温かくて柔らかい。昔のままのディモルフォセカ……。
カナメは愛おしそうに指を唇に這わせる。
「何をしている?」
突然パーテーションの脇から声がしてニシキギが入ってきた。びくりとしてカナメは手を引っ込めた。
「……」
気まずい雰囲気が漂う。
「こいつが誰かに似ているのか?」
ニシキギは探るようにカナメを見つめた。
「……いや」
ニシキギから目をそらしてカナメは小さく呟いた。
「イベリスによると、この顔はディモルフォセカ・オーランティアカにそっくりなんだそうだ。彼女は森の民タイプオリジンだった。あんたはその森の民を知っていたのか?」
「……」
カナメはそらしていた視線をニシキギに戻した。
「ディモルフォセカなんて名前、森の民でも珍しい名前だそうだ。イベリスがそう言っていた。そう言えば、あんたの奥さんもディモルフォセカという名前だとか、奇遇だな。グラブラ夫人はいつ再生されるんだい?」
ニシキギは片眉を上げた。
「……君はディモルフォセカ・オーランティアカを知っていた?」
カナメは静かに訊いた。
「……いや……それが何か?」
「いや……ならいいんだ。僕の妻は再生されない。ガルダで死んだから……」
カナメはそう言うとさっさと医療センターから出て行った。絶句したニシキギを置き去りにして。

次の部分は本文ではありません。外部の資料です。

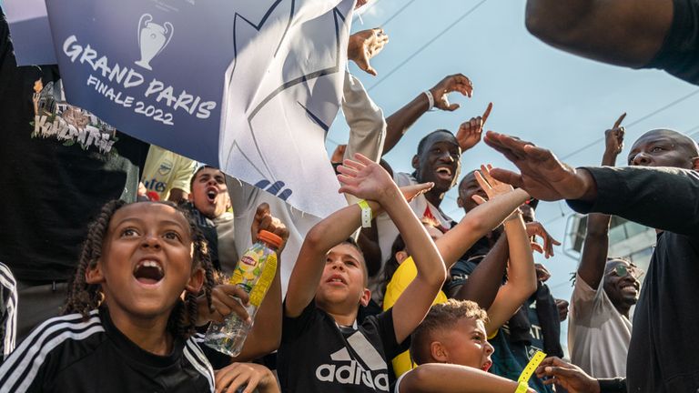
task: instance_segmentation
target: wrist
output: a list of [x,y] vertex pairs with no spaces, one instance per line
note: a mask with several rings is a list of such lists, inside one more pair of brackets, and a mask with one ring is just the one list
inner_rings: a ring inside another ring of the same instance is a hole
[[595,183],[593,175],[585,168],[578,168],[575,171],[575,176],[577,176],[580,180],[580,190],[573,197],[566,199],[593,202],[597,198],[597,184]]

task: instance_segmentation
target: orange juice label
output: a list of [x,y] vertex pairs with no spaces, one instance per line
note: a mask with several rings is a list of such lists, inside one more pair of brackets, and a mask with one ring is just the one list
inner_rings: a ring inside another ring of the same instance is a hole
[[250,292],[250,304],[255,307],[262,304],[262,299],[265,298],[268,289],[272,285],[274,275],[277,273],[277,254],[269,253],[262,265],[262,274]]

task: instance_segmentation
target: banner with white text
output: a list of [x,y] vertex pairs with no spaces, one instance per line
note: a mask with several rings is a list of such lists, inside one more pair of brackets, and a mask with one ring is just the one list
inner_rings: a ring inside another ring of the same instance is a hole
[[51,0],[67,101],[325,217],[354,0]]

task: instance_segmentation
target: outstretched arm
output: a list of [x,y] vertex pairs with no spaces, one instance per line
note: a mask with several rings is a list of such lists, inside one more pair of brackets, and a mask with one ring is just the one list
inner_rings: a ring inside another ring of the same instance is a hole
[[[542,200],[568,199],[581,213],[613,214],[639,224],[682,235],[699,229],[699,160],[694,170],[674,167],[589,167],[573,169],[549,150],[489,131],[485,143],[520,169],[493,169],[493,177],[522,186]],[[620,186],[623,185],[623,186]],[[672,204],[658,203],[672,190]],[[600,197],[598,197],[600,196]]]
[[529,236],[521,214],[505,221],[510,264],[507,282],[500,287],[492,305],[488,308],[488,335],[493,334],[507,322],[536,290],[536,270]]
[[[434,107],[453,112],[459,109],[459,104],[450,104],[447,95],[459,92],[463,96],[471,96],[473,86],[469,78],[461,74],[449,76],[441,80],[429,90],[434,97]],[[383,155],[390,152],[403,137],[408,128],[430,109],[430,101],[424,93],[420,93],[405,106],[386,119],[386,143],[383,145]]]
[[646,66],[673,22],[673,0],[528,0],[527,29],[543,42],[619,66]]
[[357,161],[345,160],[338,168],[342,174],[338,177],[342,183],[340,191],[378,200],[403,237],[406,247],[413,250],[418,275],[393,306],[396,341],[403,342],[425,317],[444,284],[444,262],[388,172],[363,156],[355,158]]
[[[602,165],[613,166],[623,148],[623,127],[620,126],[626,114],[622,115],[612,129],[604,132],[605,148]],[[590,287],[597,289],[604,275],[609,248],[609,223],[611,217],[592,213],[587,216],[587,233],[582,246],[582,256],[578,266],[578,276]]]
[[[518,384],[513,380],[466,366],[427,363],[403,377],[397,393],[512,393]],[[527,393],[534,390],[528,388]]]

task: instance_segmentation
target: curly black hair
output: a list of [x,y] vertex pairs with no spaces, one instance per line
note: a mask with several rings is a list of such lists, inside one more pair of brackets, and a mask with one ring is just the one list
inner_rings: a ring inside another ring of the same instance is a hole
[[[137,202],[157,203],[167,205],[177,209],[189,223],[189,231],[194,245],[192,269],[202,267],[205,272],[204,287],[202,291],[207,297],[208,307],[211,307],[211,289],[216,285],[214,267],[208,253],[208,246],[204,235],[192,220],[188,212],[169,202]],[[76,274],[68,285],[68,296],[63,314],[80,313],[87,318],[89,312],[97,308],[102,302],[101,287],[96,284],[87,284],[85,273],[96,266],[102,257],[102,246],[109,227],[109,221],[116,210],[128,205],[122,200],[112,200],[102,207],[97,217],[87,227],[87,237],[83,243],[80,258],[76,268]],[[185,301],[179,300],[170,313],[167,321],[167,330],[173,335],[188,338],[195,332],[195,323],[198,317],[197,297],[199,294],[187,293]]]

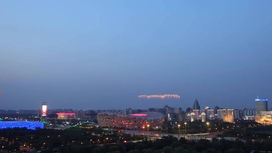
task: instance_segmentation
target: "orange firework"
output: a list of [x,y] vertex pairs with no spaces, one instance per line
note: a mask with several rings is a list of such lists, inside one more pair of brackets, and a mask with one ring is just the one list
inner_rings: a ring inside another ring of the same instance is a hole
[[167,95],[142,95],[138,96],[138,98],[147,98],[147,99],[162,99],[174,98],[179,99],[180,96],[178,95],[167,94]]

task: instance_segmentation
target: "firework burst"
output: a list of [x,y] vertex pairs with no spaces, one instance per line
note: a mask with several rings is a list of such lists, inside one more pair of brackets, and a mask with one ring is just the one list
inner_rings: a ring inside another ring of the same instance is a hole
[[146,98],[146,99],[164,99],[166,98],[174,98],[179,99],[180,96],[179,95],[167,94],[167,95],[141,95],[138,96],[138,98]]

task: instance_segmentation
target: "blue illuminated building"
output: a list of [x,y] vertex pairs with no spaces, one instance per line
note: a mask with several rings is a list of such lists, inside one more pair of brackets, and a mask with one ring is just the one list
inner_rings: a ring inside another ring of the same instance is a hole
[[35,130],[37,128],[43,128],[43,123],[31,121],[0,121],[0,129],[24,127],[31,130]]

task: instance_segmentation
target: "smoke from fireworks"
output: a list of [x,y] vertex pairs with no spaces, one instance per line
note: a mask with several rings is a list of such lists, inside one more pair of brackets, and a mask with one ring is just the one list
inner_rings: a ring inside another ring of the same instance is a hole
[[166,98],[174,98],[179,99],[180,96],[178,95],[142,95],[138,96],[138,98],[147,98],[147,99],[164,99]]

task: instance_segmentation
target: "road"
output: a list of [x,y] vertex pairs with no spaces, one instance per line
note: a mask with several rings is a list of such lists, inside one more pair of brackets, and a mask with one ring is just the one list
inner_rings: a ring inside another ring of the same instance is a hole
[[[178,134],[170,134],[165,133],[159,133],[153,132],[148,132],[138,130],[125,130],[123,131],[125,133],[133,134],[136,135],[144,135],[150,138],[162,138],[164,136],[171,135],[177,138],[178,137]],[[197,133],[192,134],[179,134],[179,137],[184,137],[187,140],[197,141],[200,139],[206,139],[212,140],[214,136],[220,134],[222,132],[210,132],[206,133]]]

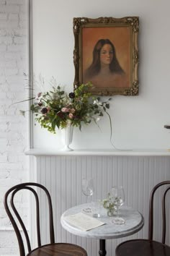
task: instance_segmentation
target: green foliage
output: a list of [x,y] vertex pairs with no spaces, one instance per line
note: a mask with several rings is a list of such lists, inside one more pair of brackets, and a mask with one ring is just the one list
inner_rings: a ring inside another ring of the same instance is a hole
[[64,128],[68,122],[81,129],[82,123],[95,123],[109,108],[109,99],[99,101],[99,97],[91,96],[91,82],[81,85],[68,95],[60,87],[52,87],[46,93],[39,93],[30,110],[35,114],[35,121],[42,128],[55,133],[55,128]]
[[108,193],[108,197],[104,199],[102,202],[104,208],[111,210],[115,208],[113,197],[111,197],[110,193]]

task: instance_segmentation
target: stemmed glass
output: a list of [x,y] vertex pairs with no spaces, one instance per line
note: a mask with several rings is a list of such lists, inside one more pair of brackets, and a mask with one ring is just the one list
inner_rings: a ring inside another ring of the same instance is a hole
[[125,192],[123,187],[122,186],[113,187],[112,188],[112,195],[114,199],[114,203],[117,207],[117,216],[112,221],[117,225],[124,224],[125,221],[119,216],[119,208],[122,206],[125,202]]
[[[82,192],[84,195],[87,197],[87,202],[90,202],[90,198],[94,192],[94,182],[93,179],[82,179]],[[85,213],[91,213],[92,209],[91,207],[87,207],[86,208],[83,209]]]

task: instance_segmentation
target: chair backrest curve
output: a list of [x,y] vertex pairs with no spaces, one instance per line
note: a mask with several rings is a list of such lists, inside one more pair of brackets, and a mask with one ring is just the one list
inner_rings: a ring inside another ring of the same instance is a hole
[[[23,233],[24,234],[25,239],[27,242],[28,252],[30,252],[31,249],[32,249],[31,245],[30,245],[30,241],[29,236],[28,236],[28,234],[27,231],[27,229],[26,229],[23,221],[22,220],[22,218],[21,218],[20,215],[19,214],[19,213],[15,207],[15,205],[14,205],[14,197],[15,197],[16,194],[17,192],[19,192],[19,191],[21,191],[22,189],[29,190],[35,196],[35,205],[36,205],[36,224],[37,224],[37,245],[38,245],[38,247],[41,246],[39,199],[38,199],[37,193],[35,189],[35,187],[36,187],[36,188],[39,187],[41,189],[42,189],[47,196],[48,202],[48,208],[49,208],[50,243],[53,244],[55,242],[52,202],[51,202],[50,193],[48,191],[48,189],[42,184],[40,184],[37,183],[34,183],[34,182],[22,183],[22,184],[14,186],[6,192],[5,196],[4,196],[4,207],[5,207],[6,213],[12,222],[12,224],[14,227],[14,229],[15,231],[15,233],[16,233],[16,235],[17,237],[20,256],[25,256],[25,249],[24,249],[24,242],[23,242],[23,239],[22,239],[19,229],[18,225],[17,224],[17,222],[15,221],[15,219],[12,215],[12,210],[14,213],[14,215],[17,217],[17,220],[18,220],[18,221],[23,230]],[[9,202],[9,197],[10,196],[11,196],[11,198],[10,198],[10,202]],[[9,208],[9,205],[11,205],[10,208]]]
[[[149,201],[149,223],[148,223],[148,239],[153,239],[153,200],[156,191],[161,187],[170,185],[170,181],[162,182],[157,184],[152,189],[150,195]],[[165,190],[162,195],[162,239],[163,244],[165,244],[166,239],[166,196],[167,192],[170,190],[170,187],[166,186]]]

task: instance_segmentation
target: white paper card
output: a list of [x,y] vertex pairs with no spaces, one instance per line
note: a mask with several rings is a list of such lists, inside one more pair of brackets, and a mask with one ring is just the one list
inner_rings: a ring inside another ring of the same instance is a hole
[[79,228],[83,231],[86,231],[105,224],[104,222],[98,221],[96,218],[90,217],[83,213],[79,213],[69,216],[66,216],[64,219],[70,224]]

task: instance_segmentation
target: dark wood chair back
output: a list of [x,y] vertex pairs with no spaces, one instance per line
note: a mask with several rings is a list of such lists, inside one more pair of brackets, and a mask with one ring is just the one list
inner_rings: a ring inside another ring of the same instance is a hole
[[[33,183],[33,182],[27,182],[27,183],[23,183],[20,184],[16,186],[12,187],[11,189],[9,189],[5,194],[4,196],[4,207],[6,209],[6,211],[7,213],[7,215],[12,222],[12,224],[14,229],[15,233],[17,236],[17,240],[19,243],[19,252],[20,252],[20,255],[21,256],[25,256],[25,249],[24,247],[24,242],[23,239],[18,226],[18,224],[17,223],[14,218],[12,216],[12,209],[13,210],[16,217],[17,218],[17,220],[22,227],[22,229],[23,231],[23,233],[25,236],[25,239],[27,242],[27,249],[28,252],[30,252],[32,251],[31,248],[31,244],[30,244],[30,241],[29,239],[28,233],[27,231],[27,229],[24,224],[24,222],[22,221],[22,219],[19,214],[18,210],[17,210],[15,205],[14,205],[14,197],[16,194],[21,191],[22,189],[27,189],[30,191],[35,196],[35,205],[36,205],[36,224],[37,224],[37,245],[38,247],[41,247],[41,237],[40,237],[40,204],[39,204],[39,199],[38,199],[38,195],[37,193],[37,188],[39,187],[40,189],[42,189],[48,198],[48,208],[49,208],[49,223],[50,223],[50,243],[53,244],[55,242],[55,235],[54,235],[54,228],[53,228],[53,208],[52,208],[52,202],[51,202],[51,198],[50,195],[48,191],[48,189],[42,185],[37,184],[37,183]],[[11,196],[10,202],[9,200],[9,197]],[[11,205],[11,207],[9,207],[9,205]]]
[[[167,192],[170,189],[170,181],[158,183],[151,191],[149,201],[149,223],[148,223],[148,239],[133,239],[122,242],[115,250],[116,256],[169,256],[170,247],[166,243],[166,198]],[[162,237],[161,242],[155,241],[153,237],[153,218],[155,210],[158,210],[156,207],[156,192],[161,190],[162,195]],[[154,213],[153,213],[154,212]]]
[[158,183],[151,191],[149,202],[149,224],[148,224],[148,239],[153,240],[153,209],[154,209],[154,198],[156,192],[158,189],[164,187],[164,190],[162,193],[162,237],[161,242],[165,244],[166,241],[166,197],[168,191],[170,189],[170,181],[166,181]]

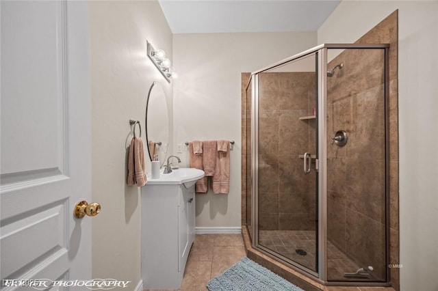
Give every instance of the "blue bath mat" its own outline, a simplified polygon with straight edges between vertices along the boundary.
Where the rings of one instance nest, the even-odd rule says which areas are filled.
[[[210,280],[207,288],[210,291],[304,291],[248,258]]]

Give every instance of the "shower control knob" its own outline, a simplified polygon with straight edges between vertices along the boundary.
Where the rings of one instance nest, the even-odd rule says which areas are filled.
[[[336,146],[344,146],[347,143],[347,141],[348,141],[347,132],[345,130],[337,130],[335,137],[331,139],[330,143],[332,145],[336,143]]]

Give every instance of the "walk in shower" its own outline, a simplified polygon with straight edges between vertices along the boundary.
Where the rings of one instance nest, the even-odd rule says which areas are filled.
[[[326,284],[389,281],[388,51],[321,45],[246,87],[252,247]]]

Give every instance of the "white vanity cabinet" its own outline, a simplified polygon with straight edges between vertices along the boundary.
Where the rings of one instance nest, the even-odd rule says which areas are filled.
[[[149,179],[142,188],[143,286],[178,289],[194,240],[196,180],[180,184],[159,180]]]

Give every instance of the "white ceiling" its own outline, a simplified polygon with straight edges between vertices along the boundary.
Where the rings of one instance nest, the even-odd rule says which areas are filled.
[[[174,33],[317,30],[341,0],[159,0]]]

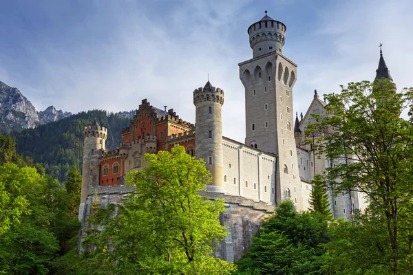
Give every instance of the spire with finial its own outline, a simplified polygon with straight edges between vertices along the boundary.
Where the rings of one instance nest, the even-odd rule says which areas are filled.
[[[317,90],[314,90],[314,98],[318,98],[318,94],[317,92]]]
[[[376,78],[374,78],[374,80],[380,78],[386,78],[392,82],[393,78],[392,78],[392,76],[390,76],[390,71],[389,71],[389,68],[387,67],[384,58],[383,57],[383,51],[381,50],[382,46],[383,44],[380,43],[380,45],[379,46],[380,47],[380,59],[379,60],[379,67],[376,70]]]
[[[206,84],[205,84],[205,86],[204,86],[204,90],[205,91],[211,91],[212,90],[212,84],[211,84],[211,82],[209,82],[209,80],[208,80],[208,82],[206,82]]]
[[[294,133],[301,133],[299,122],[298,121],[298,112],[295,112],[295,123],[294,124]]]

森の民はハルの地上に残った唯一の森アール・ダー村で、一般人とファームの民は地下都市ハデスで暮らしていた。その三つの種族は厳密に区分けされていて、お互いに交わることがなかった。
地下都市で森の民の力を持つことが発覚したものは、幼少期ならばアール・ダー村に連れて行かれ、そこで養父母に養育された。物心ついた年齢であればフォボスに連れて行かれて処分された。森の民に地下都市の生活を知らせることが一切禁じられていたからだ。
森の民と一般人が結婚することは当然許されていなかった。それはファームの民も同様だった。遺伝子を管理すること、それが当時ハル政府の方針だったからだ。三つの種族が交わることなくそれぞれで進化する。それがハル政府の望んだことだった。
否、奇麗事を言うのはよそう。
森の民は、ハル政府から捨てられた人たちだったのだ。
遺伝子的に弱く病みがちですぐに死んだ。政府はそんな人たちを姥捨て山のようにアール・ダー村に隔離した。ジタンの光線と熱は日増しに強くなっていき、アール・ダー村が消滅するのは時間の問題だと考えられていた。平たく言えば、体が丈夫でない病気がちな人が定員オーバー気味の地下都市を追い出されたというのが真実だった。
彼らはアール・ダーの森を守ることで生き延びた。森を守る力こそ、彼らが手にした唯一にして強大な力だった。故に彼らは「森の民」と呼ばれる。今にして考えれば、ハル政府のとった人種隔離政策が森の民の力を生じさせたのかもしれないが、それはあくまでも結果論に過ぎない。背景はともかく、森の民の力がなかったら、我々ハル人はエクソダスもできないまま、ハルと一緒に滅亡していただろう。
地下都市の科学力と森の民の力は車軸の両輪だった。どちらが欠けても我々は滅びていた。